One day he cornered me in this quiet little area in front of the bedding store where there was no surveillance. He had one of his gang with him holding a broom handle sharpened at the end. They looked like a couple of overgrown school kids, pair of fucking twats. People like him are evil, they could do any sort of damage to you and walk away happy, whistling to themselves. He gave me three choices, have my eyes and god knows what gouged out with the fucking sawn-off broom handle, get him some drugs, or suck him off.
To some extent I felt it didn’t matter what happened to me any more, and part of me was shit scared. So I sucked him off. Three times he cornered me, the fucking cunt. Anything else you want to know?’
The intensity of his voice told how bitter these memories were. I gently patted his lips with two of my fingers, and lightly kissed the corners of his mouth. ‘Sorry, I shouldn’t have… ’
‘Maybe I should have taken the beating. Humiliating myself like that.’
‘Whatever you did it would have been awful. At least you still have two eyes to see the world with. Did he know you were gay?’
‘It’s hard to keep secrets when you’re with other cons who are watching you twenty-four hours a day. They notice how you react when a big pair of boobs turns up on the TV. There’s such a close atmosphere in there. Everyone is looking for some way of scoring little advantages over everyone else, sometimes you get the impression people are talking about you, but maybe they’re not. They probably all thought of me as another small time con doing his bird, another loser. Trouble is if you cross someone like Stomper, you’re the one who’s going to end up worse off. He’s got too many people who owe him favours or are scared of him. If you want full remission you have to keep yourself away from trouble and put up with being treated like dirt.’
‘Sorry, I didn’t want to make you relive the worst moments of your life.’
‘You’re the only person I’ve ever told about Stomper. For a while I used to dream about tracking him down and causing him serious injury, but something like that will take over your life and ruin you if you let it. In the end the best thing to do is to force yourself to forget about it.’
His experience of the criminal ‘justice’ system appalled me. What right had a judge or magistrate at his trial to inflict punishment of that kind on him? Was being forced to have sex with a man like Stomper regarded as fair redress for the crime of stealing cars? If I had known him then, been to visit him in jail, and he had told me what was going on perhaps I could have done something to stop it, or more likely like Tom himself would have been powerless against a system governed by rules and customs that were strange to me.

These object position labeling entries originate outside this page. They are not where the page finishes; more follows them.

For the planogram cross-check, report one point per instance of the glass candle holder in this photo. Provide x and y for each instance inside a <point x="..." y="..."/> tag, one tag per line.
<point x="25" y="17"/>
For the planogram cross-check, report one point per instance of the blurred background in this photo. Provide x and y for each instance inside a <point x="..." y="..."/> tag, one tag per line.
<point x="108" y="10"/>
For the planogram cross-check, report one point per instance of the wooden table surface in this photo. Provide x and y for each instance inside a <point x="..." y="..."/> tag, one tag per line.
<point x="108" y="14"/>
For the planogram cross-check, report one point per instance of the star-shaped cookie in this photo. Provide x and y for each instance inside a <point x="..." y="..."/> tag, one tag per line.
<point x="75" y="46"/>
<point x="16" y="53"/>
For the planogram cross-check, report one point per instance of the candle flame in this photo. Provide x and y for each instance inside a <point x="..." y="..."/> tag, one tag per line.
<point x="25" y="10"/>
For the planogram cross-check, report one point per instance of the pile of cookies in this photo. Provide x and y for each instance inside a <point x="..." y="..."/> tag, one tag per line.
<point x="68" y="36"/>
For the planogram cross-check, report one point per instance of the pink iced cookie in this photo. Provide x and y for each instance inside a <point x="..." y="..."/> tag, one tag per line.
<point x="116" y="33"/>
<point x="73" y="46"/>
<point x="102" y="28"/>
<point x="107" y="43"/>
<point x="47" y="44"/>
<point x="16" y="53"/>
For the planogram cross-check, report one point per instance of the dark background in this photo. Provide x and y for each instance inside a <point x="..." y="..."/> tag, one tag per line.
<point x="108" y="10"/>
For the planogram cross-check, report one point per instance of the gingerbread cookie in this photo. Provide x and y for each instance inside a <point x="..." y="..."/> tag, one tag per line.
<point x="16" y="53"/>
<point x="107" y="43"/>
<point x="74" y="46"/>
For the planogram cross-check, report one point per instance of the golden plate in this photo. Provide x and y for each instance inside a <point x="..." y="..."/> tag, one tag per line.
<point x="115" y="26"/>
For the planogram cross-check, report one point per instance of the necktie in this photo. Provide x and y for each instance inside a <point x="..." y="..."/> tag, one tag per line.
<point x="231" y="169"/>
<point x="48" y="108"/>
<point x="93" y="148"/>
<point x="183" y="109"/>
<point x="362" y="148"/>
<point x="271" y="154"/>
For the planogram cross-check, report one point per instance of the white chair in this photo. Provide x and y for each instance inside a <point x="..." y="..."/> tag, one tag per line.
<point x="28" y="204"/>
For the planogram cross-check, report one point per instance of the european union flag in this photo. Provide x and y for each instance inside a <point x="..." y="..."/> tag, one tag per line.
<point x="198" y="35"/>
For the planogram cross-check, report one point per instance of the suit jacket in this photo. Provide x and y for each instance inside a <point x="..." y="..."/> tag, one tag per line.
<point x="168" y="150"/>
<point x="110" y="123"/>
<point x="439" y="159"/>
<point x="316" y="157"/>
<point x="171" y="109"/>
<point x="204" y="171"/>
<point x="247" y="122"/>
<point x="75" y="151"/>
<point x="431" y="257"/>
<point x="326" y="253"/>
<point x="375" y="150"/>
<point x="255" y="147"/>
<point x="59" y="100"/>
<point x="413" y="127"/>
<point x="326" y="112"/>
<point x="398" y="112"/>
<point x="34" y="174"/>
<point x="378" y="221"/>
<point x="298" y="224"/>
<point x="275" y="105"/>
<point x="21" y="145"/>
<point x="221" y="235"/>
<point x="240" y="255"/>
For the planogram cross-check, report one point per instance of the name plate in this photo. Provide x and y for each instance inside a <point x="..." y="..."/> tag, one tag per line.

What purpose had been served by delving into that awful time in his life? What we needed to do was to forget old miseries and think about future happiness. The hotel would soon have been open for business for a full year, and a party to celebrate would give us a positive event to plan for and look forward to.
When the boisterous Newcastle group who had come down to London last May rang to make another booking, the Saturday night of their stay seemed a good time to hold it. Their last visit might have ended awkwardly, but they had intended no harm, and with the six of them present a party would never be dull. Andrew, having at last decided he had spent enough time looking up family members in New Zealand, was due back. He would probably not want to stay to the end of the kind of party I had in mind, but was certain to enjoy getting together with all his friends for the first hour or so. His return journey was to begin with a flight to Thailand, not so much because of the country’s sexual enticements, but with the intention of visiting some of the famous temples.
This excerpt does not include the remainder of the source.